What is the pros advice on painting in close to freezing weather on outside masonry and outside woodwork?
Is it best avoided until warmer?
No rain forecast but temp hovering around freezing
Under sufferance, I have painted a few houses over winter. The last two houses each took about 9 weeks each. On the days where there was ice on the scaffold boards I was pretty much limited to burning off paint. Epoxy resins that would cure in 4 hours during the summer took up to 3 days before I could sand them. I was using oil based paints. You aren't supposed to use them below 5 degrees. I went below that but only when the sun was shining on the surface. Waterbased masonry paints I only used (again in the sun) if the forecast was not due to fall below 5 degrees for the next 10 or so hours.
I was lucky that neither house had serious wet rot.
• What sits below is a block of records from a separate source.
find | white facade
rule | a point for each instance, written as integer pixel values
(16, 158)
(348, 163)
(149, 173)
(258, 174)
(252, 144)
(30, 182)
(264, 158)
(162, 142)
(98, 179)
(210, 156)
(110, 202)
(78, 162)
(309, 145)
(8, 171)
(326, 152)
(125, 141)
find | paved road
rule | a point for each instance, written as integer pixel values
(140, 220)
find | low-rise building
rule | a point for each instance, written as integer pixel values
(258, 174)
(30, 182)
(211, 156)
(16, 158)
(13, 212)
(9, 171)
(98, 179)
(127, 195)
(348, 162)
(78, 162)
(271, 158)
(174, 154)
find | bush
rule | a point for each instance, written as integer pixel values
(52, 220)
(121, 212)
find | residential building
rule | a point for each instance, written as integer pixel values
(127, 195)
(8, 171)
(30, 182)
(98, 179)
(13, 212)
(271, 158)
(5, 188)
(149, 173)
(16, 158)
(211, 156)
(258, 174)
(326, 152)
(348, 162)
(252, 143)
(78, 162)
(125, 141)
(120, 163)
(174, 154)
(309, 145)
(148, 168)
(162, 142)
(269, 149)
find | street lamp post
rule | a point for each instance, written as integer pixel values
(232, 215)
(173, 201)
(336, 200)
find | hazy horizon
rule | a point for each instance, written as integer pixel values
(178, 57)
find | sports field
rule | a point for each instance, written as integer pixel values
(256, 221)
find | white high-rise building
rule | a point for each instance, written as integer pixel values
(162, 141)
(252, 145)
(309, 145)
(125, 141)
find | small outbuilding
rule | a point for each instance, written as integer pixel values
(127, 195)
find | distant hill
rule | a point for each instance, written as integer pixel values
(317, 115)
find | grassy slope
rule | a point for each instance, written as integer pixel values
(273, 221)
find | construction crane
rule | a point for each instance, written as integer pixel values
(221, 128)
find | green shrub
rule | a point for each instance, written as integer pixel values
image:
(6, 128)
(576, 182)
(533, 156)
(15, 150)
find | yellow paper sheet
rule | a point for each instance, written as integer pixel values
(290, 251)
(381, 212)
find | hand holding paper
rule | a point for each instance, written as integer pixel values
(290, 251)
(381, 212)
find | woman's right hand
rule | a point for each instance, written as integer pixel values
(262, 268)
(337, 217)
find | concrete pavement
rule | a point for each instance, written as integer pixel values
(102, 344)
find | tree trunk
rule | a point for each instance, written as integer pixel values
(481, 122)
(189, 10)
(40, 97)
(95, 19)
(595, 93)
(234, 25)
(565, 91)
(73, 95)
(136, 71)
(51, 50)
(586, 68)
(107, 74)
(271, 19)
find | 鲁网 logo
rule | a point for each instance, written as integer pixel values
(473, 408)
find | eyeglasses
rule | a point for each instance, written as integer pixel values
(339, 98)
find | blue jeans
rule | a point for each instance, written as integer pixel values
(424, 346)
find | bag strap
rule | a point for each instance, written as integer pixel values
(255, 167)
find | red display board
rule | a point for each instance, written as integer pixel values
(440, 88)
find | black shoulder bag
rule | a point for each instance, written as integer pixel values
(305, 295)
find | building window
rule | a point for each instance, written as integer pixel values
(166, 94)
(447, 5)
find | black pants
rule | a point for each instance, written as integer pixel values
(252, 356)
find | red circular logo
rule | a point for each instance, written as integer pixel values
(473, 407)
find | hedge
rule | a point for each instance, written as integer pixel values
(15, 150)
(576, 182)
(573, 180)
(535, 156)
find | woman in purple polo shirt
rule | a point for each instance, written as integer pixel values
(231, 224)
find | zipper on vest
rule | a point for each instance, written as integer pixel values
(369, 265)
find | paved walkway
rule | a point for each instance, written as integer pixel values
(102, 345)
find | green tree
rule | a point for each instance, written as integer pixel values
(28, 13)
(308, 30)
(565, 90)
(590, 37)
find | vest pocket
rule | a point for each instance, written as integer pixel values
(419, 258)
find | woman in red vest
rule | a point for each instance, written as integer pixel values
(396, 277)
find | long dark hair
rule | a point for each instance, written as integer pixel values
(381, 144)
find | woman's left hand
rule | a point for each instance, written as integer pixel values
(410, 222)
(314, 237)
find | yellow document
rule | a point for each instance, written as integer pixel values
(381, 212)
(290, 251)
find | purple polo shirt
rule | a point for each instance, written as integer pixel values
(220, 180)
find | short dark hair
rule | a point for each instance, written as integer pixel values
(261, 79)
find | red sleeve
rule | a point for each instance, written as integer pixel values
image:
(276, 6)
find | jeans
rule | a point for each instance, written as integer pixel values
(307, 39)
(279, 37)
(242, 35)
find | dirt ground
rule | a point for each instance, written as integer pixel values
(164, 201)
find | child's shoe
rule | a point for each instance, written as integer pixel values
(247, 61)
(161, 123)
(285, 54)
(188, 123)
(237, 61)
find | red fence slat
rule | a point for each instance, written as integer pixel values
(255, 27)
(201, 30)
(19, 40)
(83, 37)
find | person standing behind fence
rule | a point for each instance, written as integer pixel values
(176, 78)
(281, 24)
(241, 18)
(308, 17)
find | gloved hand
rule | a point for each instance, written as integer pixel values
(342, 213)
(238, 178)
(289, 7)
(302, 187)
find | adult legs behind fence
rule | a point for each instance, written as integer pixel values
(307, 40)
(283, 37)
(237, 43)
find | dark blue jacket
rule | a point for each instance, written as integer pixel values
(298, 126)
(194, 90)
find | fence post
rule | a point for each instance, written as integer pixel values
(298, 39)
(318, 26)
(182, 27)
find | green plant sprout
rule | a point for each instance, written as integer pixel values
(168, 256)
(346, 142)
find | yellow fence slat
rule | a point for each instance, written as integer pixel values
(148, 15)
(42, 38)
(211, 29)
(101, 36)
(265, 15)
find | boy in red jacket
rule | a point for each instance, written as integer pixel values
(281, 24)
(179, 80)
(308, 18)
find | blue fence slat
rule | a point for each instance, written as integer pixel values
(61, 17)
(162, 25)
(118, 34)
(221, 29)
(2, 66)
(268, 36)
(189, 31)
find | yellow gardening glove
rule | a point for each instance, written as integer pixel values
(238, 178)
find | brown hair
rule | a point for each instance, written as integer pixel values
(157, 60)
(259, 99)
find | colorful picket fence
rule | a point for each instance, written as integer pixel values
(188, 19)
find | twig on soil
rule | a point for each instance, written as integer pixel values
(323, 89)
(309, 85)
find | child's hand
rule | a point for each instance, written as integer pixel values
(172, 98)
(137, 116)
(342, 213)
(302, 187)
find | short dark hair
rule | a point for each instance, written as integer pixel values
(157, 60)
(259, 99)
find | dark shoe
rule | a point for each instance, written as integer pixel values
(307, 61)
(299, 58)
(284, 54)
I chopped out any wet bits and left them to dry for days before treating them.
Because of the lack of sunlight, I was averaging about 6 hours a day and lost days because of rain. I would advise against exterior painting over winter but it is doable.
In Oct 2019 I contacted Santex tech support to ask if it was ok to paint fine build as the temperature was above that they recommend not to go below, the answer was definately not. I asked why not and she said it wasnt so much the temperature but the amount of humidity in the atmosphere slowing the drying proccess.